The platform can diagnose 10 different types of dementia, including vascular dementia and frontotemporal dementia, even if they occur together. As new drugs gain approval for treating Alzheimer’s—such as Kisunla, an injection that the US Food & Drug Administration recently approved for people with mild cognitive impairment—Kolachalama is hopeful that his team’s AI tool can help determine who can benefit from different treatments or participate in clinical trials to help bring more drugs to market.
The algorithm was trained on data from more than 50,000 individuals from nine different datasets collected around the world. To test the software’s performance, the researchers gave neurologists working alone and neurologists using the computer model 100 cases to evaluate.
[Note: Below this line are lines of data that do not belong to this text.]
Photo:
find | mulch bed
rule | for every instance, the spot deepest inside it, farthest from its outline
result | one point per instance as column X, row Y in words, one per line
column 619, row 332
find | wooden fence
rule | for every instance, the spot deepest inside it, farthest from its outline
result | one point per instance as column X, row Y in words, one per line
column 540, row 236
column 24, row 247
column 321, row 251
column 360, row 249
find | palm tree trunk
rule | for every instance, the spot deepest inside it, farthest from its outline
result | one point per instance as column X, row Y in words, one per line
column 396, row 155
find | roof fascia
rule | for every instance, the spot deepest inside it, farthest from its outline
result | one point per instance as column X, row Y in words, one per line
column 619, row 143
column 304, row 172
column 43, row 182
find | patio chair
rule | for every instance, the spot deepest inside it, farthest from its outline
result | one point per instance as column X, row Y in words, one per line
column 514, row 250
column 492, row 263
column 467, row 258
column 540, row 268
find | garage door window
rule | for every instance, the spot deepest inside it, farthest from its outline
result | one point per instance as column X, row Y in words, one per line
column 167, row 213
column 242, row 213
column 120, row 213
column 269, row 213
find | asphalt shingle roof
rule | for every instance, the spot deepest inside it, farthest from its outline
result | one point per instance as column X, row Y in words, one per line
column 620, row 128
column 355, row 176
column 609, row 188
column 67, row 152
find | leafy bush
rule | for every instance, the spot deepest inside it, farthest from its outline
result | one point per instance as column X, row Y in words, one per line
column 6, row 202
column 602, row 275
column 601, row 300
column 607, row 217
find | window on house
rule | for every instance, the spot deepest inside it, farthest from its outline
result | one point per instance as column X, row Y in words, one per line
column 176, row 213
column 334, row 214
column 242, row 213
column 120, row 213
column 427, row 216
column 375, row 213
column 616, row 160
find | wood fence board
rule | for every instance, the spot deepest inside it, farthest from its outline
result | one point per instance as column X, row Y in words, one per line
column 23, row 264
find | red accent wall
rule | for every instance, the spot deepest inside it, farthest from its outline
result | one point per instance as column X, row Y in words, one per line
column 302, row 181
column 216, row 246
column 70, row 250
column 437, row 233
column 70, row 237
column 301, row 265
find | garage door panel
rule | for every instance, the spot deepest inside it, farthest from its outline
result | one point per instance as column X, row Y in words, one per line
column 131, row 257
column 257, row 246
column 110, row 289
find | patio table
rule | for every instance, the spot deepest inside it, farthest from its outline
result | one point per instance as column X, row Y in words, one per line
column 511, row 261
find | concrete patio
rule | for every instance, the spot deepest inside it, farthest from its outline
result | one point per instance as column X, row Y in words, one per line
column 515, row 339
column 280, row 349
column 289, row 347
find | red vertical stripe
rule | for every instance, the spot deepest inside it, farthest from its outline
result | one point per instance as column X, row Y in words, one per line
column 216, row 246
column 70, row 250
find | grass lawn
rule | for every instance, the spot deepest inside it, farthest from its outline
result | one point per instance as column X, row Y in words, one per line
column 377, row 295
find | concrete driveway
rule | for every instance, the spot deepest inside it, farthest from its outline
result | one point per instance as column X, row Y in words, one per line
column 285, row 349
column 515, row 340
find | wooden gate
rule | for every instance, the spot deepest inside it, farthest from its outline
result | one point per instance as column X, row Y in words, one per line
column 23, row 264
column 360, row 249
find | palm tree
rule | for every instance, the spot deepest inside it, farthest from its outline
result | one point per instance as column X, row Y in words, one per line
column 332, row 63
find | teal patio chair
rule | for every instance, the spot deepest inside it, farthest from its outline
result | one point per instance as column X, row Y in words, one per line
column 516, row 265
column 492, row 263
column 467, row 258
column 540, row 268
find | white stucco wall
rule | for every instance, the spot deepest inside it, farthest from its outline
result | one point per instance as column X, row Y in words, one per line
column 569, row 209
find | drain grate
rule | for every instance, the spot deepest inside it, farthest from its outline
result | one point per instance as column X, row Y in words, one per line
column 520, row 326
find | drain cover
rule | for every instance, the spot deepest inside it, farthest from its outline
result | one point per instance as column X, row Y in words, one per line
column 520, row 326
They then compared the results of doctors working solo versus those using the software—and found the software boosted the doctors’ accuracy by 26 percent.
Kolachalama collaborates with neurologists and radiologists from around the world who all have access to different types of patient information. For that reason, the software works even with limited information. For example, MRI machines are not as prevalent in under-resourced hospitals in low-income countries, so having a tool that can use any type of available patient data is key for expanding the technology to areas that need it most.
“The ability to generate a diagnosis with routine clinical data is becoming increasingly important given the significant challenges in accessing gold-standard testing, not only in remote and economically developing regions, but [also] in urban healthcare centers,” says Kolachalama.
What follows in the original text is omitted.